Monday, Jan. 05, 1953
The Big Change
The nation's expansion altered the face of the land so fast that anyone who had been away for as long as ten years would scarcely recognize his home town. Unlike the Government-financed expansion of World War II, virtually all new plants were paid for by private industry, with no other incentive than the right to write off most of the cost in five years instead of the usual 20. And though the arms program was responsible for the start of many of the plants, most of them, e.g., the great new steel, aluminum and chemical factories, were a net gain to the economy for civilian production.
"The fastest-growing little town in the country" became the cliche of the year. The population of Pomona, Calif, jumped from 38,000 to 42,300 in a year as aircraft plants (Lockheed and Northrop) rose among its walnut groves. Livonia, Mich, increased in size (from 17,000 to 25,000) as the result of Ford's $50 million tank plant, a new General Motors plant, and other industries which came in their wake.
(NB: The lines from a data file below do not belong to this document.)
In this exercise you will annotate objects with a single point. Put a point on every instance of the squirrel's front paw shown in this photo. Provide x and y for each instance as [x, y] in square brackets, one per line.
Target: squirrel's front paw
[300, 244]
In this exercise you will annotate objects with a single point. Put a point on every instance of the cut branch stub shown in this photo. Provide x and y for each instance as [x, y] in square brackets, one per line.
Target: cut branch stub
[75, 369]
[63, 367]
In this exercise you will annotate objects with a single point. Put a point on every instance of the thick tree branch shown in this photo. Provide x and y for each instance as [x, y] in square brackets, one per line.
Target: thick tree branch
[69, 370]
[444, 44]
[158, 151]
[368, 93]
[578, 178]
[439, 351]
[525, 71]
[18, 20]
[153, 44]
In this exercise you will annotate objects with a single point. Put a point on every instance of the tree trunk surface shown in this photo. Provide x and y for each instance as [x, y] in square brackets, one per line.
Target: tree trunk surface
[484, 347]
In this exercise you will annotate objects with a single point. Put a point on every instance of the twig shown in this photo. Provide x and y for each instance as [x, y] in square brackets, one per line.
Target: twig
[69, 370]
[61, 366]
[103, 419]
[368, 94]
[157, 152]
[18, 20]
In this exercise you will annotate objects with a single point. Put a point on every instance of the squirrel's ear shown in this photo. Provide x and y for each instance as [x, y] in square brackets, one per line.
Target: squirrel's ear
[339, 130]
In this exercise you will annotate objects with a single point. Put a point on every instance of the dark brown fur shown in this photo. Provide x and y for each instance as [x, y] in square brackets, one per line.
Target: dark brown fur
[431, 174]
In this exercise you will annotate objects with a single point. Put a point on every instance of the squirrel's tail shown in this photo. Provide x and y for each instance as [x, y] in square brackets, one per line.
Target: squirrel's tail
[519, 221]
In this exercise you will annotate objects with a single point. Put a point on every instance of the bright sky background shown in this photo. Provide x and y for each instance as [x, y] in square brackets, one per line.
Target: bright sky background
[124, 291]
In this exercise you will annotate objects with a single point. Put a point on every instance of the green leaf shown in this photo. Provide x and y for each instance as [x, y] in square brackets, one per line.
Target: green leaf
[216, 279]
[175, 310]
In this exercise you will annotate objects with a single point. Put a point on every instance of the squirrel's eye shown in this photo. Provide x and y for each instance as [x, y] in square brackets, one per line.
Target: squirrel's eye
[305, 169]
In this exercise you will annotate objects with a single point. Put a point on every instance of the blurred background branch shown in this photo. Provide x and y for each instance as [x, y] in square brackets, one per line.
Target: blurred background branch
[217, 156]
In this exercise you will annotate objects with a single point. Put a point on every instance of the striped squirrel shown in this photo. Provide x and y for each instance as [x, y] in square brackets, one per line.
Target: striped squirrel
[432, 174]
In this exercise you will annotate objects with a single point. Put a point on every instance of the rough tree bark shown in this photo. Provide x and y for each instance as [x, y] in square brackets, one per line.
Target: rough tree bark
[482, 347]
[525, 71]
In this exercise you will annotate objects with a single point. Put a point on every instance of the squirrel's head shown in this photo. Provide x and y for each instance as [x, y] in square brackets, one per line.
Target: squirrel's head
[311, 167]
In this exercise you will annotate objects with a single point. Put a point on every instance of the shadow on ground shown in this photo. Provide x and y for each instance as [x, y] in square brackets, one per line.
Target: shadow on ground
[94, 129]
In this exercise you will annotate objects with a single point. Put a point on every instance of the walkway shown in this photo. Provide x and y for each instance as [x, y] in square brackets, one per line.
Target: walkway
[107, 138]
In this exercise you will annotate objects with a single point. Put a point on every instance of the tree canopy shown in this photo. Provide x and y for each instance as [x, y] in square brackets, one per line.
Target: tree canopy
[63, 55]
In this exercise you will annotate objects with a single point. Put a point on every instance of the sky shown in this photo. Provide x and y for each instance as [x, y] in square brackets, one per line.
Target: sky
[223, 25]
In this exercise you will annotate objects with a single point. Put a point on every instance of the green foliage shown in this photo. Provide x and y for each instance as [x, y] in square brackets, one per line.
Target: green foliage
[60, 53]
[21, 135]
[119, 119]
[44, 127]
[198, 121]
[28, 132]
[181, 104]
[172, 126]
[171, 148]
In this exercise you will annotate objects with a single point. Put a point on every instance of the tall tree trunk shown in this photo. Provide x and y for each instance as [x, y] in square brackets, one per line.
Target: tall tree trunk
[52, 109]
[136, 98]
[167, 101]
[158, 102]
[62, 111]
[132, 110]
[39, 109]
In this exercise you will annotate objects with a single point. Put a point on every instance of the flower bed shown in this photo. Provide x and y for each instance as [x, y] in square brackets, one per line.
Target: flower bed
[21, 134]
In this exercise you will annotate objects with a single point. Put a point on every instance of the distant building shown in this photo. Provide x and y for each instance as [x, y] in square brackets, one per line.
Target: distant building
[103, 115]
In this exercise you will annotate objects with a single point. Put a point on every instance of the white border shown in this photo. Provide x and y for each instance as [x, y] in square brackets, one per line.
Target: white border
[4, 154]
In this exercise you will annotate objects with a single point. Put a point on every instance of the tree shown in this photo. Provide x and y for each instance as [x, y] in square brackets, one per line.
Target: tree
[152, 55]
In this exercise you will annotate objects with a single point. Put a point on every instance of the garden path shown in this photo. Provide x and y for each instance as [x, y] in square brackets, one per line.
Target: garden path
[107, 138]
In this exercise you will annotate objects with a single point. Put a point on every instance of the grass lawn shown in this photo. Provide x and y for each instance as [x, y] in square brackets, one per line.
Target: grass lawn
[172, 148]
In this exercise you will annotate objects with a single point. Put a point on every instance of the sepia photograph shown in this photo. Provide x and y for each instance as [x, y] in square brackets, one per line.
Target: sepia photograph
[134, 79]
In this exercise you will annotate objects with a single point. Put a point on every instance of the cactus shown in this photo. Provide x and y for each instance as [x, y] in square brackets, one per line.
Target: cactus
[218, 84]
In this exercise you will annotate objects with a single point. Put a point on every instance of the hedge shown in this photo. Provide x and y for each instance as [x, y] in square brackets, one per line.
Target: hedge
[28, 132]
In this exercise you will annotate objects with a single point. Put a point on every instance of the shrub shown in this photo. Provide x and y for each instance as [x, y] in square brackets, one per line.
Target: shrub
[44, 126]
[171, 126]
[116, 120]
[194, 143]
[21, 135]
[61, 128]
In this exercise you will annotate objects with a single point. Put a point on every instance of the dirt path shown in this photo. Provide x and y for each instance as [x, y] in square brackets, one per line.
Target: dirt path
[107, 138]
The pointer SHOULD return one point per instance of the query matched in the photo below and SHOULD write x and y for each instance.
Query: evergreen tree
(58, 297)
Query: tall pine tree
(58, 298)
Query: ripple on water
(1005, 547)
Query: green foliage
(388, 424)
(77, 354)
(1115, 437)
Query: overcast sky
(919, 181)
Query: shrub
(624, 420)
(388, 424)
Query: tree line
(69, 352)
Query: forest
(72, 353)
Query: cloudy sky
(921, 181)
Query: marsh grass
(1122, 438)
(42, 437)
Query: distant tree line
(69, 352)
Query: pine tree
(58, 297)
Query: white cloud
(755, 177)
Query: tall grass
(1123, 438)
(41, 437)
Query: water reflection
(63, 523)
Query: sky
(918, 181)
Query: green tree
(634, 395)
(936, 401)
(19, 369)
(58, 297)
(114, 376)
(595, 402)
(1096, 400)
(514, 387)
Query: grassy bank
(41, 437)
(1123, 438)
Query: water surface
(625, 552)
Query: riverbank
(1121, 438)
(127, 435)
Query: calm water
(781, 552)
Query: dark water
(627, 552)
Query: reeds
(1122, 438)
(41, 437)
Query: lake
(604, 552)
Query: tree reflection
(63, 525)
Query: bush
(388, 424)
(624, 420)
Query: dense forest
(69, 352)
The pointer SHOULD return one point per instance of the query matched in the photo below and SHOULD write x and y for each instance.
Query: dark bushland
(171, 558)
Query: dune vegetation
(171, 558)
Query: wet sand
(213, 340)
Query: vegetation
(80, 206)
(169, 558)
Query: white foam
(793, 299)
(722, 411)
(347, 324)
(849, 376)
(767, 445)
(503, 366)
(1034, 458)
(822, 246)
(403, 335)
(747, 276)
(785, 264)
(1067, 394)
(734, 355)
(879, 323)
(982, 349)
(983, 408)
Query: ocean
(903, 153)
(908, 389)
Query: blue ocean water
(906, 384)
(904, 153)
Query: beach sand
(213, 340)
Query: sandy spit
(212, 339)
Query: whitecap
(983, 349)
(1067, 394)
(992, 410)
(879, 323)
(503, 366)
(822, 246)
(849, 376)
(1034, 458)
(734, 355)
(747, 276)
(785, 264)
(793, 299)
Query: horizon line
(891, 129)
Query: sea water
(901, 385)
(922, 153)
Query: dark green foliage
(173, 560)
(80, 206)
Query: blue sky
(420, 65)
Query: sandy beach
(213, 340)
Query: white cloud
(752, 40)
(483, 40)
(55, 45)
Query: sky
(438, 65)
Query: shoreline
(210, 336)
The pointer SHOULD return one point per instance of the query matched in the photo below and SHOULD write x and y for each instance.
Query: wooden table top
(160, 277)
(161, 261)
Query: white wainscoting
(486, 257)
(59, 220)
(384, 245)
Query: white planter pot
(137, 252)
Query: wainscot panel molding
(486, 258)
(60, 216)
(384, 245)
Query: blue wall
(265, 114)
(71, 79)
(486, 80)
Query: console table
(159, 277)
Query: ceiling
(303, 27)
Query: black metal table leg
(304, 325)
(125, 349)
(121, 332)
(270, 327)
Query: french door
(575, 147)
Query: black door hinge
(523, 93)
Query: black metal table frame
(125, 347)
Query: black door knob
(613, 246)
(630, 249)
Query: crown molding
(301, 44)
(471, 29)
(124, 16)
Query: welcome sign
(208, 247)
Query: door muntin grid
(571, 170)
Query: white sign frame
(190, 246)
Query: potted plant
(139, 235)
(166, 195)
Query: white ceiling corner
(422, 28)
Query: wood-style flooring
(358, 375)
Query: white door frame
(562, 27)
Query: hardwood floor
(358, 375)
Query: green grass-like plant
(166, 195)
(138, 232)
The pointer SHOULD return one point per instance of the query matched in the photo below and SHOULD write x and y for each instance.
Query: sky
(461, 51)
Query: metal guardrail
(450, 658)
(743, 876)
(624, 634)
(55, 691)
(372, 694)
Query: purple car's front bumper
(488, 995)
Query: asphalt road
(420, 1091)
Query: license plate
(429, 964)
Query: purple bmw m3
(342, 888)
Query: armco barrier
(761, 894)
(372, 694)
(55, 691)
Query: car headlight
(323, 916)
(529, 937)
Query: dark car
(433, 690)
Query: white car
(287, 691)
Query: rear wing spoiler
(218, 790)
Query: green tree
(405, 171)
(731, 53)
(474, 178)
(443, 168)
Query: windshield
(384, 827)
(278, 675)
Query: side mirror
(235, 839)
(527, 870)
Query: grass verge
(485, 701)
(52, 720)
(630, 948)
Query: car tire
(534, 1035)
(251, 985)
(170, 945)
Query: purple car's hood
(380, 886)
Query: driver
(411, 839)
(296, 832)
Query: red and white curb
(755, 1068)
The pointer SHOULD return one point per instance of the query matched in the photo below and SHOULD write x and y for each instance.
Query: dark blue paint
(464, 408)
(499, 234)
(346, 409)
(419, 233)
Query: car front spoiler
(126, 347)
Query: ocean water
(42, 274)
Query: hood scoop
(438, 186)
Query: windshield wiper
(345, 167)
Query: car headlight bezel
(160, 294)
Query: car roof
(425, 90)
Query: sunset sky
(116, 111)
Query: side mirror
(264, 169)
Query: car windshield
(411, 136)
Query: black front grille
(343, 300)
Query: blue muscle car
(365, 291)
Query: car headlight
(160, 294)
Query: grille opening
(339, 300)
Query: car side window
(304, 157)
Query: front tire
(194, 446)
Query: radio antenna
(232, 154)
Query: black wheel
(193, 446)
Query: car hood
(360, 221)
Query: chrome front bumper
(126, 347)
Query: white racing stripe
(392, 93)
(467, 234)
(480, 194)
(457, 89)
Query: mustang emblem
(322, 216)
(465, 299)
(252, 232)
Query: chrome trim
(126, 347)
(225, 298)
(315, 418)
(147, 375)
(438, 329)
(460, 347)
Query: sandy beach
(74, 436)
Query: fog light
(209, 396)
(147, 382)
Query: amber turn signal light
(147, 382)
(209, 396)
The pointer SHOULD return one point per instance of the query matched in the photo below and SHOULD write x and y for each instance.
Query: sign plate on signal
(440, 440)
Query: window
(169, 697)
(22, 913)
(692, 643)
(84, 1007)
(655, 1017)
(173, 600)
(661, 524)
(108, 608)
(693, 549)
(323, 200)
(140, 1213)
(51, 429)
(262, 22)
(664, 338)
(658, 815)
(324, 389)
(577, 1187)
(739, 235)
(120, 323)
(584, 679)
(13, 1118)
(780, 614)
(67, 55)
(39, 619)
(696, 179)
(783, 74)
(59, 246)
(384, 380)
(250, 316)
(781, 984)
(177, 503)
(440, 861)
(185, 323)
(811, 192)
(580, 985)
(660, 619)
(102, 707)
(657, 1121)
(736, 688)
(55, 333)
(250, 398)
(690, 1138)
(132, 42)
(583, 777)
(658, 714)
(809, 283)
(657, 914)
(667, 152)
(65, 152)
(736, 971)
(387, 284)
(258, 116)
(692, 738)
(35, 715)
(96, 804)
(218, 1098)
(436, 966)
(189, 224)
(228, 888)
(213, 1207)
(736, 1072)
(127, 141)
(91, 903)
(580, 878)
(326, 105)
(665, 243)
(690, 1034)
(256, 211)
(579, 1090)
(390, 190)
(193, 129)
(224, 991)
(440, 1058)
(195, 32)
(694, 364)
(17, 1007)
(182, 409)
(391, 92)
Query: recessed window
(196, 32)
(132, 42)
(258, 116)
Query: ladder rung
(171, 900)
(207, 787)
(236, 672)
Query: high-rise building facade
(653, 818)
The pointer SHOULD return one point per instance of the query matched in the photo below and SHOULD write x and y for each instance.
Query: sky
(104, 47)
In the Savannah River Valley, the $1.5 billion hydrogen-bomb plant caused Barnwell, S.C. to quintuple its population (from 2,500 to 13,000). A mobile city of 1,200 trailers sprang up almost overnight. In nearby Augusta, Ga., whose population shot from 71,040 to 150,000 in two years, it was easy to forget the plant's grim purpose in the flood of new jobs it brought. When White's Department Store hung out a Christmas sign, "Santa Claus Is Here!", Reporter Esther Young of the Augusta Chronicle cracked: "Why, everybody knows that Santa Claus is over at the H-bomb plant's pay windows."
The South continued to boom. One of the nation's biggest chemical centers sprang up in Alabama's tiny farming hamlet of Mclntosh, lured by its abundant salt deposits. In Decatur, Ala., Monsanto Chemical and American Viscose began building $133 million plants for Chemstrand, their jointly owned subsidiary, to manufacture Acrilan. All the synthetics --notably the new fibers like Dacron, Orion, Dynel, etc.--were growing so fast that Australian sheepherders worried that they would lose their wool market, as the Japanese had lost their market for silk.
The new petrochemical industry, based on the immense natural gas resources of the oilfields, seemed the fastest grower in 1952. In Texas, where new multimillion-dollar plants were no rarity, some Texans predicted that petrochemicals would outstrip oil as their biggest industry. But Texas and the Gulf Coast had no monopoly on petrochemicals; California was giving it a race, and in the Great Plains' great new oil province of the Williston Basin, North Dakotans were predicting that their own petrochemical industry would soon arise.